Fig. 2. Ternary GUVs can act as a platform for user-defined, thermoresponsive content release. (A) DOPC : DPPC : Chol 1 : 1 : 3 ternary vesicles containing L_o/L_d domains can release their cargo when taken through the vesicle T_mix (∼32 °C), as shown through application of multiple heat cycles and compared to domain-free DOPC GUVs. Error bars = 1 S.D., n = 5. (B) Fluorescence and phase contrast images highlighting calcein-free ternary GUVs after applying a heat cycle. Vesicles that leaked lost contrast during phase contrast imaging (arrows) as their internal and external content equilibrated. White dotted circles represent outlines of vesicles that have leaked scale bar = 30 μm. (C) Graph of content release after 20 thermal cycles, showing ternary GUVs underwent almost complete content release. Error bars = 1 S.D., n = 5. (D) Visualisation of ternary GUVs after 20 cycles with superimposed bright-field and fluorescence channels, showing the majority of vesicles released dye cargo. Scale bar = 50 μm. (E) Image of ternary DOPC : EggSM : Chol 1 : 1 : 3 vesicles successfully formed via phase transfer, showing the same L_o/L_d domain formation. Scale bar = 50 μm. (F) Graph showing that vesicle T_mix defines the release temperature, as shown by the release of content from DOPC : DPPC : Chol (T_mix ∼ 32 °C) when cycled to 40 °C, whilst DOPC : EggSM : Chol vesicles (T_mix ∼ 45 °C) only release their content when cycled to 50 °C. Error bars = 1 S.D., n = 5.

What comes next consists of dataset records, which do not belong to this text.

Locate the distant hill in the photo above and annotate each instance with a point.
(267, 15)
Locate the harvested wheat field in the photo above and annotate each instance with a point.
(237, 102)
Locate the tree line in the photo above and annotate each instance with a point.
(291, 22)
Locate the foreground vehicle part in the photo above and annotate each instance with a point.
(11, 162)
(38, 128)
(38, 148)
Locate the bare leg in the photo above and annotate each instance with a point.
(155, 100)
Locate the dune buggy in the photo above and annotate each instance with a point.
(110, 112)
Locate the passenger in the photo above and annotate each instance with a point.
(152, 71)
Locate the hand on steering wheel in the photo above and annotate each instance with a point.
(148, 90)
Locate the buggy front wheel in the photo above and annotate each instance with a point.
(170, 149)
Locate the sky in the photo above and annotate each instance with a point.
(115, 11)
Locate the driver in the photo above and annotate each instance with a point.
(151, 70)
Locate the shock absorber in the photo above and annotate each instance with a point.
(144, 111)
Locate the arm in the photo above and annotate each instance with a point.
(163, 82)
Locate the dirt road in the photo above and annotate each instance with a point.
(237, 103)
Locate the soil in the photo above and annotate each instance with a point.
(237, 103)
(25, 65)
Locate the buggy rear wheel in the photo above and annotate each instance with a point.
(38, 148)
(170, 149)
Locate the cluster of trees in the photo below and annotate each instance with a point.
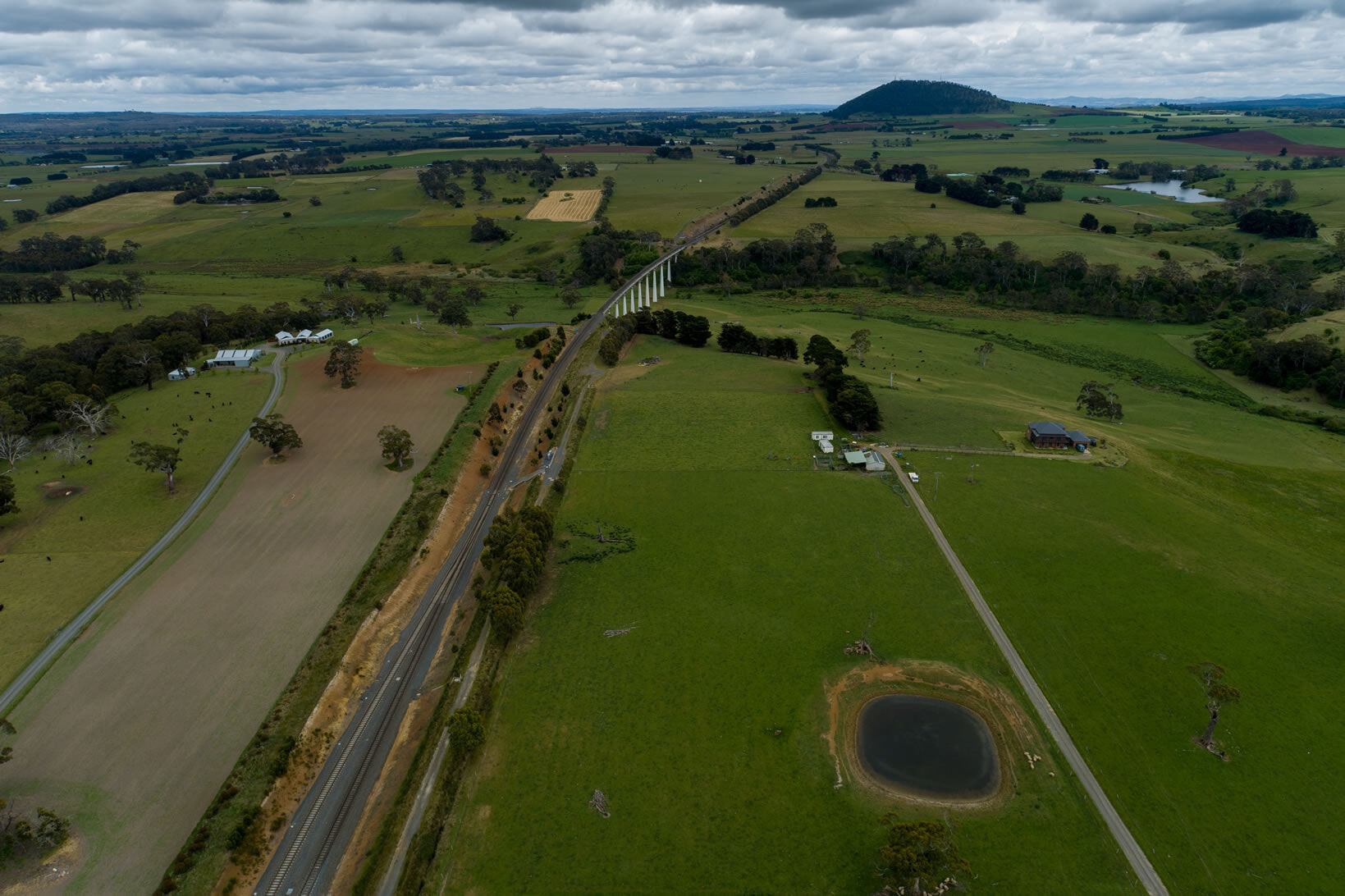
(1099, 400)
(25, 839)
(250, 195)
(1071, 284)
(38, 385)
(905, 172)
(1068, 176)
(1262, 195)
(486, 231)
(741, 341)
(920, 98)
(607, 254)
(437, 179)
(48, 290)
(772, 197)
(343, 363)
(991, 190)
(153, 183)
(1278, 224)
(515, 553)
(849, 399)
(1155, 170)
(1243, 346)
(53, 252)
(678, 326)
(807, 260)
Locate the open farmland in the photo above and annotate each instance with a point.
(743, 586)
(81, 525)
(869, 210)
(1262, 141)
(254, 578)
(566, 205)
(1146, 576)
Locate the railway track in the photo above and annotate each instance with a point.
(320, 832)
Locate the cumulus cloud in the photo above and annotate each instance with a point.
(446, 54)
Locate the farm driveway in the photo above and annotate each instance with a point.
(135, 728)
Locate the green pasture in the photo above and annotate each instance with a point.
(869, 210)
(669, 195)
(945, 397)
(361, 218)
(1033, 149)
(1313, 136)
(42, 324)
(1113, 582)
(743, 588)
(767, 393)
(117, 510)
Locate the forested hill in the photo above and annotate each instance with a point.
(920, 98)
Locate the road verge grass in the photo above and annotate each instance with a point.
(424, 847)
(233, 824)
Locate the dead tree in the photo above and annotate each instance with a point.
(862, 647)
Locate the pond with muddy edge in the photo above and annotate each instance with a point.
(927, 746)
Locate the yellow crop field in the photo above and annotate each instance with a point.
(566, 205)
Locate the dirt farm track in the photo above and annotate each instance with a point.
(137, 724)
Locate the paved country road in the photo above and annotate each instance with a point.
(67, 634)
(313, 847)
(1138, 862)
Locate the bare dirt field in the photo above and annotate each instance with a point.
(566, 205)
(1265, 143)
(136, 725)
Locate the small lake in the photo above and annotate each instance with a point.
(1165, 189)
(932, 747)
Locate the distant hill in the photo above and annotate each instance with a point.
(920, 98)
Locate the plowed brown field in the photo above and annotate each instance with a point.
(1263, 143)
(566, 205)
(137, 724)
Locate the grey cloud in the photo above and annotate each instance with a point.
(1199, 15)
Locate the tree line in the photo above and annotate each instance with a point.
(849, 399)
(1069, 283)
(153, 183)
(439, 179)
(53, 252)
(515, 553)
(678, 326)
(1242, 345)
(38, 385)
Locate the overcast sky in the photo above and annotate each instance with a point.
(197, 56)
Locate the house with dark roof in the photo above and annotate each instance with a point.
(1052, 435)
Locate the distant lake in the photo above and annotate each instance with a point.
(1165, 189)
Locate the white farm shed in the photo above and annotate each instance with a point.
(235, 358)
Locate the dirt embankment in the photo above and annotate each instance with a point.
(376, 637)
(1263, 143)
(168, 687)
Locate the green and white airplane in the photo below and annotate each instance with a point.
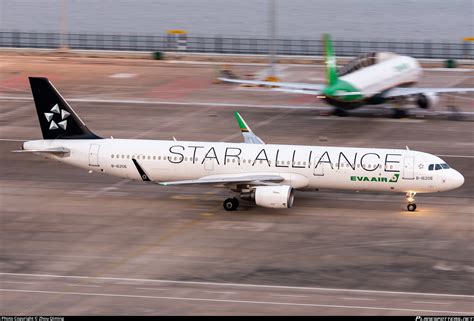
(370, 79)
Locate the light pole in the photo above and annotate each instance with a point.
(63, 27)
(272, 34)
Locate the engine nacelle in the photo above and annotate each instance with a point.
(271, 196)
(427, 100)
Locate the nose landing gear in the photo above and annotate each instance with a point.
(231, 204)
(411, 207)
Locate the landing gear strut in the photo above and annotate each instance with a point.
(231, 204)
(411, 207)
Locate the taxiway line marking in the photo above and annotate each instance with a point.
(428, 302)
(236, 285)
(236, 301)
(359, 299)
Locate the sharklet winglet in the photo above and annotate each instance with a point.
(141, 171)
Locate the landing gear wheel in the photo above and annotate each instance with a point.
(411, 207)
(231, 204)
(340, 112)
(399, 113)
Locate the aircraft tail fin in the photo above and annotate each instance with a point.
(57, 119)
(329, 60)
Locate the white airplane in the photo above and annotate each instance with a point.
(370, 79)
(263, 173)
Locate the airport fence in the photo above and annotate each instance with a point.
(233, 45)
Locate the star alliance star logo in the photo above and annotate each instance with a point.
(52, 124)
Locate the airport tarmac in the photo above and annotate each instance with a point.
(78, 243)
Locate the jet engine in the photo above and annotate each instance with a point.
(427, 100)
(271, 196)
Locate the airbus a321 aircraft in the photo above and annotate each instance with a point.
(266, 174)
(370, 79)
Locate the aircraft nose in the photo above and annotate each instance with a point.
(456, 179)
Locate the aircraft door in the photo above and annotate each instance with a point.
(319, 170)
(209, 164)
(409, 167)
(94, 155)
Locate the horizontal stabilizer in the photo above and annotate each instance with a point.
(410, 91)
(249, 136)
(54, 150)
(299, 91)
(294, 85)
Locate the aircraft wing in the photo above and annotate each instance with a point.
(54, 150)
(257, 179)
(249, 136)
(250, 179)
(294, 85)
(410, 91)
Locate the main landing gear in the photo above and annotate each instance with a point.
(231, 204)
(411, 207)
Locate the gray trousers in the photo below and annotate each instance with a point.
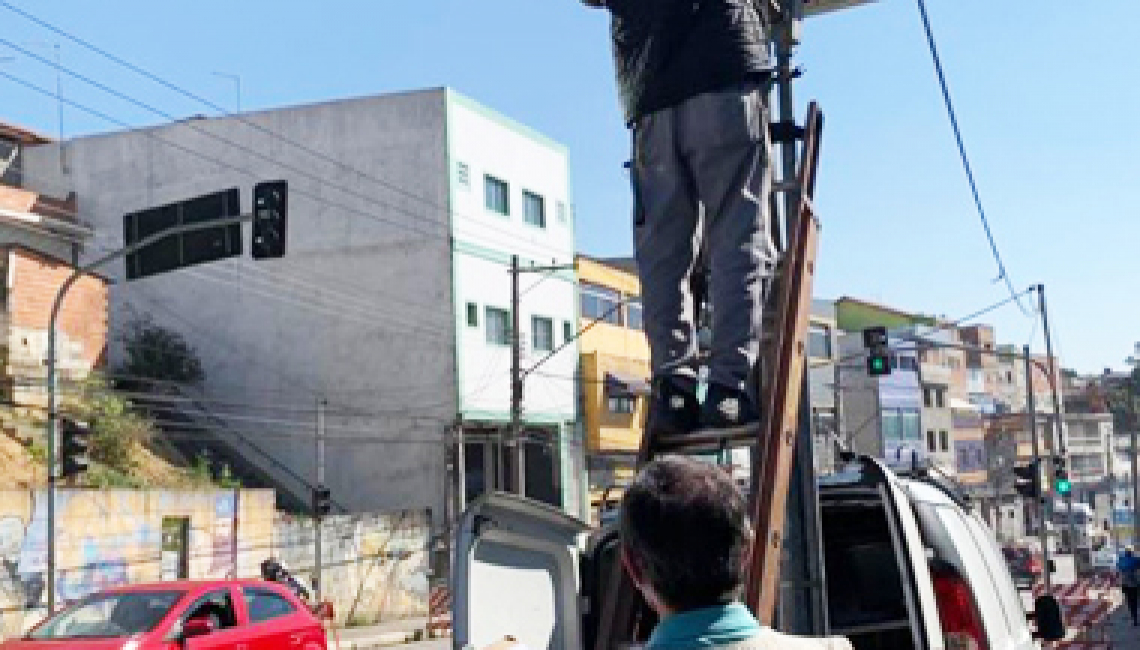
(702, 176)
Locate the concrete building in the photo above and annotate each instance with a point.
(936, 376)
(824, 383)
(615, 372)
(392, 303)
(881, 416)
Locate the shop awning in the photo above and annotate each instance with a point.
(620, 384)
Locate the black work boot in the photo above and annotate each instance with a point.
(673, 408)
(727, 409)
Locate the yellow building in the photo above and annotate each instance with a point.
(615, 371)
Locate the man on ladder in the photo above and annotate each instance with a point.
(694, 78)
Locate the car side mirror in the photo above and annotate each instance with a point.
(196, 626)
(1047, 612)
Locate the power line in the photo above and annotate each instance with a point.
(1002, 274)
(247, 149)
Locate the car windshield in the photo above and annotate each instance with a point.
(108, 615)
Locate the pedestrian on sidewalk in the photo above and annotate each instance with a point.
(1129, 567)
(685, 543)
(694, 78)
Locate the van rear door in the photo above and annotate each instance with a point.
(879, 587)
(516, 574)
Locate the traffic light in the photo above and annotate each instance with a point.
(1061, 481)
(75, 441)
(1027, 479)
(322, 501)
(270, 217)
(878, 355)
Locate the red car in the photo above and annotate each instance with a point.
(235, 615)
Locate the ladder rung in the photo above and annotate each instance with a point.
(708, 440)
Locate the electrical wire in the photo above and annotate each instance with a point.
(1002, 274)
(416, 217)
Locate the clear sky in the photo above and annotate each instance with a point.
(1047, 96)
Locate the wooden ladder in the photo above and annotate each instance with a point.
(779, 381)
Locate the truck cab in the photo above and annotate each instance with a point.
(908, 566)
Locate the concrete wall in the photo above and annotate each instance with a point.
(358, 311)
(114, 537)
(375, 566)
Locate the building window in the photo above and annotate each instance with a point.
(634, 314)
(498, 326)
(543, 333)
(892, 424)
(463, 175)
(620, 405)
(534, 209)
(912, 429)
(497, 194)
(819, 342)
(601, 303)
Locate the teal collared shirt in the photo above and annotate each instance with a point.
(705, 627)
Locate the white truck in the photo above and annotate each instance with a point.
(908, 567)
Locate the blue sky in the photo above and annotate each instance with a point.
(1045, 94)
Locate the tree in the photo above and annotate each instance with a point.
(155, 352)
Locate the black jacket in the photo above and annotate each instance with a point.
(669, 50)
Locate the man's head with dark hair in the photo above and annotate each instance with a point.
(685, 534)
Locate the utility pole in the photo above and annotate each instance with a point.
(515, 436)
(1031, 407)
(1061, 448)
(1131, 395)
(317, 516)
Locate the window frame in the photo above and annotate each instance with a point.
(490, 181)
(530, 198)
(490, 310)
(535, 322)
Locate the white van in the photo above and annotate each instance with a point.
(908, 567)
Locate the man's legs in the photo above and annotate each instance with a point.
(666, 240)
(724, 138)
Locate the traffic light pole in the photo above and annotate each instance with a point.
(1031, 409)
(317, 516)
(1061, 447)
(53, 362)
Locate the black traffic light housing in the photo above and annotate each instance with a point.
(1027, 479)
(270, 218)
(1061, 482)
(322, 501)
(74, 444)
(878, 352)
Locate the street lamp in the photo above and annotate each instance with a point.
(1133, 363)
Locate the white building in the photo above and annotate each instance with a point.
(384, 303)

Fig. 3. (A) Image sequence showing the heating process for a DOPC : DPPC : Chol 1 : 1 : 3 phase separated GUV using an optical trap. Once the laser was turned on the sample was locally heated and the ordered and disordered liquid domains mix into a uniform state (above the T_m ∼ 32 °C). After this point the laser was switched off to allow the GUV to cool and the domains to demix and eventually coalesce. Imaging the same vesicles in the calcein channel revealed leakage once the GUV was heated above T_m and allow to cool (∼30 seconds). Scale bars = 10 μm. (B) Graph showing average mean fluorescence of phase separated GUVs (black squares) or single phase DOPC GUVs (red circles) (diameter 7–12 μm) after successive cycling events. Error bars = 1 S.D., n = 10.